Former Minister of State for Works, Prince Dayo Adeyeye has noted that President Muhammadu Buhari cannot force Dr. Goodluck Jonathan to comment on the allegations raised against some members of the Peoples Democratic Party, PDP, over alleged $2.1 billion arms deal.
Adeyeye, who is now the pro-chancellor and chairman of council, Ekiti State University, Ado Ekiti, while speaking in Ado Ekiti at the weekend during EKSU’s IGR Summit, said the silence by the former president was not borne out of fear, but for the fact that some of the issues
raised are pending in court.
“Though I can’t speak for former President Jonathan on this issue, but nobody can force him to speak because that could be subjudice. We should rather allow courts to determine who is guilty or innocent, rather than arm-chair trials being conducted by the APC-led federal
Condemning the poor state of Nigerian universities in terms of facilities, funding and ranking, Adeyeye said part of the rot was necessitated by honourary degrees being given to those with blemished records, saying such won’t happen again in EKSU.

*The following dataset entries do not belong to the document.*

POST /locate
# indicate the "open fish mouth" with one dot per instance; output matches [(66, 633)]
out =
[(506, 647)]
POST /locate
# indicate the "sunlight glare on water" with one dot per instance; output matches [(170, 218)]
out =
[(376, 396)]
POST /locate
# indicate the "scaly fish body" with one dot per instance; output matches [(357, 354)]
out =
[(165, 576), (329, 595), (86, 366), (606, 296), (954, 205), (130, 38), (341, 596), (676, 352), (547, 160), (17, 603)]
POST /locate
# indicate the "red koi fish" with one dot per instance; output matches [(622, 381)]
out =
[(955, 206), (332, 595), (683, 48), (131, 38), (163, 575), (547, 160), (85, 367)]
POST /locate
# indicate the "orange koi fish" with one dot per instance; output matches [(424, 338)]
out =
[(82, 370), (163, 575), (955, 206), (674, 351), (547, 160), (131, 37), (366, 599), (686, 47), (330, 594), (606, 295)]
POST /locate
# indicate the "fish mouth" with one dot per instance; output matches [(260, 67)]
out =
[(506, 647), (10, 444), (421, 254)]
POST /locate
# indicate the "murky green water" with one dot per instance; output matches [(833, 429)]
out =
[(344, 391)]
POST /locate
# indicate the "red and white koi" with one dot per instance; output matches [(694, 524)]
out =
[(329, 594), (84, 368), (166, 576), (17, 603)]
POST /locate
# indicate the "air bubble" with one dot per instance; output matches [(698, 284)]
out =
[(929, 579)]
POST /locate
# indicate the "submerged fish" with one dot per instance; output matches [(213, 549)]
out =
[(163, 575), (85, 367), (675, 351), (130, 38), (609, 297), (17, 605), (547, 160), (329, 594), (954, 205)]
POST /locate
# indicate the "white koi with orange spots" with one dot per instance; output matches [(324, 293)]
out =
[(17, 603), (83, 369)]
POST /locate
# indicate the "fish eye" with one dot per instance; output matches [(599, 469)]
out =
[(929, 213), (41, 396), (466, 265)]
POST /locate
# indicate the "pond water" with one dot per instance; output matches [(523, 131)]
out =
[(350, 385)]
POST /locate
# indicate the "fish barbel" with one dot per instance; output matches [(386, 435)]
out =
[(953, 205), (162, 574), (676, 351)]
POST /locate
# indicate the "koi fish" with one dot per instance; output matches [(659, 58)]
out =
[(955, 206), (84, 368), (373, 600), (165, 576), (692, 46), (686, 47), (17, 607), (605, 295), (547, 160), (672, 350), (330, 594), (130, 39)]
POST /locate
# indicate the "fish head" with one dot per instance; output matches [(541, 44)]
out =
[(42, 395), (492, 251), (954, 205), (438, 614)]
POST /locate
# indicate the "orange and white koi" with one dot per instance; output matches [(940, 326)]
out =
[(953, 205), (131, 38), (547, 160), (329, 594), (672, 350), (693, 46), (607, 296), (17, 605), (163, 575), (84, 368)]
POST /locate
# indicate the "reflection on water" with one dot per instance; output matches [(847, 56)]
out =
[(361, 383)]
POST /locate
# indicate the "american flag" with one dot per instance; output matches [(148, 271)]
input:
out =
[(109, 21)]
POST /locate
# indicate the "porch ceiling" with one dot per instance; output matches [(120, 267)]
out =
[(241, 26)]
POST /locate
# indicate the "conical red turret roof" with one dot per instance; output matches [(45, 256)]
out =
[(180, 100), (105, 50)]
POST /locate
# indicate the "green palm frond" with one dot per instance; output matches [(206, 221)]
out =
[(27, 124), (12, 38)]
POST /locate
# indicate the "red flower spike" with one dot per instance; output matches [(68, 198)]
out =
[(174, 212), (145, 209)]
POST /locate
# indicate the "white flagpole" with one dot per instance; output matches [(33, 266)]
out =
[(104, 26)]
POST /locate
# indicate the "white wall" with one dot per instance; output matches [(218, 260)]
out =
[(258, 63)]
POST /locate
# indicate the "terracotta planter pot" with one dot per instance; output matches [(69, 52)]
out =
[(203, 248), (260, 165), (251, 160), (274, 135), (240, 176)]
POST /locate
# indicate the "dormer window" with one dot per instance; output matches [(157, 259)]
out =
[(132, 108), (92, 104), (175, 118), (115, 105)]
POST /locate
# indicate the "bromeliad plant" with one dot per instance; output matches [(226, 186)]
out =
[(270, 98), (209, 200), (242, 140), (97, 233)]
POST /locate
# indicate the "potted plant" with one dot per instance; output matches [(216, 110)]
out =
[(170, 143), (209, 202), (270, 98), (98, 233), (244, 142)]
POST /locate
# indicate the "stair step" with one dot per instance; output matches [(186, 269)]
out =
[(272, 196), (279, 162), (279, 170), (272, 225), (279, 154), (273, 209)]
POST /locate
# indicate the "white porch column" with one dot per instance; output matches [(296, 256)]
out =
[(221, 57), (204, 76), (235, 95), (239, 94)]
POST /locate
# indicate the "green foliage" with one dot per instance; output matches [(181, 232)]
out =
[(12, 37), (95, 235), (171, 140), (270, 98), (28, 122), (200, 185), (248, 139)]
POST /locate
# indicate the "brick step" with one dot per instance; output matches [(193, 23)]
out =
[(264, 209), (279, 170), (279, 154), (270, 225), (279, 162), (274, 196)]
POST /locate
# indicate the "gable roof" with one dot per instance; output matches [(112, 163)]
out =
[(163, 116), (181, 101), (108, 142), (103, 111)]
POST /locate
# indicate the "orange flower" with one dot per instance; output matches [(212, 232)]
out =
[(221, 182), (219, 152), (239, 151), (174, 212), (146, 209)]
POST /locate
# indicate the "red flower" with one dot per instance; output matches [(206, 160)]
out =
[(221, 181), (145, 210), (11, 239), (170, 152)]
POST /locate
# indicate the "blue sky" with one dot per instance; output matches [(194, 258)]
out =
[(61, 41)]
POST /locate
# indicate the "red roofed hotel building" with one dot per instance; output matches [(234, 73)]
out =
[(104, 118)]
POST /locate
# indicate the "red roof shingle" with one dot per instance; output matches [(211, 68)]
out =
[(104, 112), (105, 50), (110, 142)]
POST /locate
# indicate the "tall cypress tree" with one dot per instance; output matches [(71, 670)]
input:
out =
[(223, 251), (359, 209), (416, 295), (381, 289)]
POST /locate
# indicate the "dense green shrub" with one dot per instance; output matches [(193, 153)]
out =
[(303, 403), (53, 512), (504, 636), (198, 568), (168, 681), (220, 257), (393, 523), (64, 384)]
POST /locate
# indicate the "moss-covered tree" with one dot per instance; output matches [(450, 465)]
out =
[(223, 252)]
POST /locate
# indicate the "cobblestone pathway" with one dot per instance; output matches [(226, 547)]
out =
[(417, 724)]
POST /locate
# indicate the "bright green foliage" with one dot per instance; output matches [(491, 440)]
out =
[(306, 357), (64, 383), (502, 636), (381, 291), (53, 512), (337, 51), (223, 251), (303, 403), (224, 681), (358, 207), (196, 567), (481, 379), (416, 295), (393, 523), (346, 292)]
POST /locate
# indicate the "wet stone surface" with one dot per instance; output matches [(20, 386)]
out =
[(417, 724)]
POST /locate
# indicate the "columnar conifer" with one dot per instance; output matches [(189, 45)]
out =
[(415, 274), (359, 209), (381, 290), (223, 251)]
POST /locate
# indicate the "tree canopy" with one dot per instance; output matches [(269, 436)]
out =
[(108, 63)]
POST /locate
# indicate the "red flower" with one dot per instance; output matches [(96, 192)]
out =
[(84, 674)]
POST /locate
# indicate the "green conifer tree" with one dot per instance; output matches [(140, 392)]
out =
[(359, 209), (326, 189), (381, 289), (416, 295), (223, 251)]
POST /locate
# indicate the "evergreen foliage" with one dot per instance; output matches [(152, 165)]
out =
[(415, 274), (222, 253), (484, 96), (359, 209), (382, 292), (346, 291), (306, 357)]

The former minister, who lauded the EKSU management for conceiving ideas that could help in shoring up the revenue base of the university, rather than sole reliance on government, said degrees, especially honoris causa, should ordinarily be for people of integrity in the society.

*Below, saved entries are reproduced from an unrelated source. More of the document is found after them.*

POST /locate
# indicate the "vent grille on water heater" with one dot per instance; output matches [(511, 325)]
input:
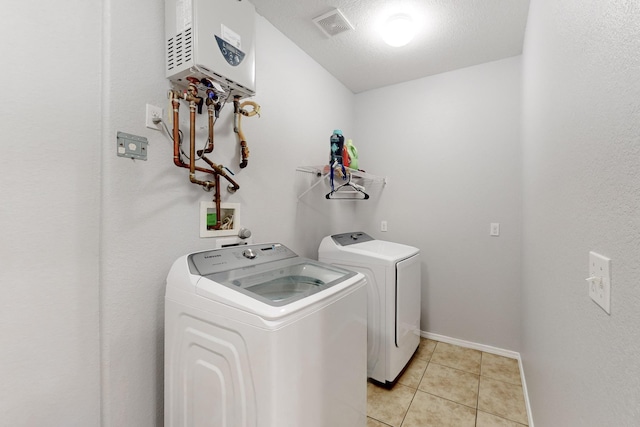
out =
[(179, 49), (333, 23)]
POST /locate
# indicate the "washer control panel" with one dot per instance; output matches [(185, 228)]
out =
[(346, 239), (237, 257)]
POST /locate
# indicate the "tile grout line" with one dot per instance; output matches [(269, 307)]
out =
[(416, 390)]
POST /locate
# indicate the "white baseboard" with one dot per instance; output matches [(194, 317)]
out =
[(488, 349)]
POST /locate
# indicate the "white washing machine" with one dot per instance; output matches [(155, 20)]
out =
[(393, 290), (256, 336)]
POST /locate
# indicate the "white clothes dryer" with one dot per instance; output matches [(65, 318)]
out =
[(256, 336), (393, 294)]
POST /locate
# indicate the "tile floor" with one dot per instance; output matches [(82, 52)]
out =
[(447, 385)]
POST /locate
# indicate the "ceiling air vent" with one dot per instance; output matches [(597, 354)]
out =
[(333, 23)]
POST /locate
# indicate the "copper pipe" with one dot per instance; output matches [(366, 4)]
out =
[(219, 171), (175, 103), (216, 177), (207, 185), (175, 96)]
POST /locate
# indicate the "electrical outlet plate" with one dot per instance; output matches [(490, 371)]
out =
[(600, 280), (152, 113)]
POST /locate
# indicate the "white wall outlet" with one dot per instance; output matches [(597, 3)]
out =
[(600, 280), (153, 112)]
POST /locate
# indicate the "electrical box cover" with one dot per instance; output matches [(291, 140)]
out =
[(212, 39)]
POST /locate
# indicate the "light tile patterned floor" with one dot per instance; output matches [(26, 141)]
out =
[(447, 385)]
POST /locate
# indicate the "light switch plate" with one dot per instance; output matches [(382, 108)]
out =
[(600, 280)]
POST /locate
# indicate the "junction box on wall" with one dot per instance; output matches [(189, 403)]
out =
[(211, 39)]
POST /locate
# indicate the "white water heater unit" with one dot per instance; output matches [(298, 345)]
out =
[(212, 39)]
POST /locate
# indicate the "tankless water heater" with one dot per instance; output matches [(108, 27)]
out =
[(213, 39)]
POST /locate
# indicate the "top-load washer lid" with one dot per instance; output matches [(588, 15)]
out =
[(272, 274)]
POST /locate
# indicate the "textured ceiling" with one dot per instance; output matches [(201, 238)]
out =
[(454, 34)]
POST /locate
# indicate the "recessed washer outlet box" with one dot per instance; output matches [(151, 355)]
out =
[(132, 146)]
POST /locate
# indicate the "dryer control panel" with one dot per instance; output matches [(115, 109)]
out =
[(346, 239)]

“Many people after getting honourary degrees would make promises to the institution but won’t fulfil it. From now no fraudulent person will be honoured with degree in the university. Our focus won’t be on money again, but your integrity.”
While expressing his confidence that EKSU could be financially self-sustaining when the bakery, block, water and ICT industries and other business ventures were well positioned, Adeyeye regretted that Nigerian universities’ ranking began to nosedive globally the moment there was administrative laxity.
“University of Ibadan was ranked sixth among the commonwealth universities in the 70’s. This shows that it was better than many of the universities in Britain, Australia and other advanced countries within that fold.
“The trend changed dramatically, because those who topped the class were being retained, but today anybody can get his way into the academics as a lecturer due to political interference and this is killing the system,” he lamented.
Adeyeye clarified that the IGR policy, which would involve introduction of new innovations to make money, does not contradict the vision of Governor Ayodele Fayose, saying such move would complement the financial drives of the present government.
“We are also planning to regularise the academic calendars of this university to the extent that the date of graduation will be stated on admission letters of students. Quality assurance must be guaranteed because there must be certainty in the academic environment.
“We are also planning to build the principal officers’ lodge on campus and ensure that students are fully resident on campus. We are determined to break all barriers to ensure that our certificates are respected.”